Charlie May S/S 2014 by Rebecca May Higgins
Charlie May S/S 2014 by Rebecca May Higgins.

Last season I was most impressed with the new collection from up and coming designer Charlie May: sadly this time around I missed her show at St Martins Lane Hotel. Here the talented young designer talks about her love of minimalism, working with British mills to create bespoke materials, and teaming up with Hudson shoes.

Charlie May S/S 2014 by Claire Kearns
Charlie May S/S 2014 by Claire Kearns.

Where does your love for sleek minimalist designs come from – can you trace it back to any early influences or inspirations?
That’s a tough one – I think coming from a farm where it’s always busy and messy and you have to dress for the mud, you natural want to create the opposite. I’m always inspired by the feeling I get from being in the countryside, there’s a calmness that I like to translate into my collections.
Charlie May S:S 2014
Charlie May S:S 2014
The Charlie May girl wears a lot of white and pale colours – any tips for keeping the look fresh and clean?
Every season I plan to use black and I always manage to phase it out! I think it’s got something to do with a clearer cleaner vision and the same goes with personal style. I always feel like I’m dressed better when I’m wearing lighter colours. At the moment I love the look of black shoes with a white look, I think that looks fresh and not overdone.
Charlie May S/S 2014 by Slowly The Eggs
Charlie May S/S 2014 by Slowly The Eggs.

I understand you worked closely with mills to create a range of exclusive fabrics this season, what was that process like?
It was really fun and quite eye opening. I’m used to working with exclusively natural materials, so weaving polyester and silk together created something quite unique to me. I think it was a natural step for me to push for more creative fabrics and something that’s not readily available, I’m looking forward to doing it again for AW14.

Charlie May S:S 2014
Charlie May S:S 2014
You used some stunning pearlescent and metallic print fabrics for S/S 2014 – where did you source these from? 
Thank you, it started with working with the mills on the pink metallic woven fabric, and when I saw the butter soft blush foil leather I knew it would be the perfect accompaniment. The collection was meant to be a bit tongue in cheek with references to my youth and the spice girls – so it goes without saying that pink leather was meant to be there! 

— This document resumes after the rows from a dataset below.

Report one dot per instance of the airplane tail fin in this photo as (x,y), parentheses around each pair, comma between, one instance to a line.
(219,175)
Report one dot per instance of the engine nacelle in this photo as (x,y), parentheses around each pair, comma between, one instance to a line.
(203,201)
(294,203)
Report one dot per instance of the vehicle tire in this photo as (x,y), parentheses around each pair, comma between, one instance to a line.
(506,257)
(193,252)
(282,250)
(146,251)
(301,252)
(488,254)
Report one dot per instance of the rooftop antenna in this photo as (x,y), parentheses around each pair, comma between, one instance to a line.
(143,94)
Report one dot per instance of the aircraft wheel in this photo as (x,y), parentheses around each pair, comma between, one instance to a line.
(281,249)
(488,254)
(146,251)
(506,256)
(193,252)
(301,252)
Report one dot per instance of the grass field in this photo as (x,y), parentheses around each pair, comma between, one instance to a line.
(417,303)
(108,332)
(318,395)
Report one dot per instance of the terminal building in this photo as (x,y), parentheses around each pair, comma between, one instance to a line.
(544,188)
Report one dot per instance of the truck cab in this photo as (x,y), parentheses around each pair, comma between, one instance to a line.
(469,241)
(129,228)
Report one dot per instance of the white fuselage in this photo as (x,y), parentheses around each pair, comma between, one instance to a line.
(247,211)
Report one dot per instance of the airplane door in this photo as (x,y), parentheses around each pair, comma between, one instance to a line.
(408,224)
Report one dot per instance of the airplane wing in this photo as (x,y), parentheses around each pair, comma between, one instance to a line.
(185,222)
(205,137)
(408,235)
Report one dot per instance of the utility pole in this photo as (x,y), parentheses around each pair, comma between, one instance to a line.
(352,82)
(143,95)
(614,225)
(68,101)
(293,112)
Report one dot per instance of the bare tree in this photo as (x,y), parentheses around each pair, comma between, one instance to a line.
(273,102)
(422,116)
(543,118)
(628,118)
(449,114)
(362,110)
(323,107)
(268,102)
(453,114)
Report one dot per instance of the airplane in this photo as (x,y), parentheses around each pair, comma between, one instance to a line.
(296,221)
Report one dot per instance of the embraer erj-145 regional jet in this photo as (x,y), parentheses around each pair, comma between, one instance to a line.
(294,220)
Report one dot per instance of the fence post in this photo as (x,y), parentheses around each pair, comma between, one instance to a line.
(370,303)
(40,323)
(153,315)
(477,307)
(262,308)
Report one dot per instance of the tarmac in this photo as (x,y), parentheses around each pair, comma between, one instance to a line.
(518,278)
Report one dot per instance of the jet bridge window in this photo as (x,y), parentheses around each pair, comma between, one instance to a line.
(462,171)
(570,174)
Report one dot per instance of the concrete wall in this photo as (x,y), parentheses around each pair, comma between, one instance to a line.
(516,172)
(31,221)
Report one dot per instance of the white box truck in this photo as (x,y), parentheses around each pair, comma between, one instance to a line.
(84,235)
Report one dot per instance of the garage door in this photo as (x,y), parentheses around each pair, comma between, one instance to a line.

Charlie May Dress by Claire Kearns
Charlie May S/S 2014 by Claire Kearns.

How did you get involved with Hudson shoes and what was the process of producing a limited edition shoe? where can fans buy a pair?
I met Hudson through my blog, Girl a la Mode. We quickly got talking about collaborating on a shoe for my SS14! I love their classic, elegant brogues and boots and knew they’d be the perfect choice. They will be a limited edition, available to buy through my site ( from January. 
Charlie May S:S 2014
Charlie May S:S 2014
What are your aspirations for the coming year?
I hope to keep growing as I am and developing the collections and brand image, I’m excited to develop knitwear for AW14 too. 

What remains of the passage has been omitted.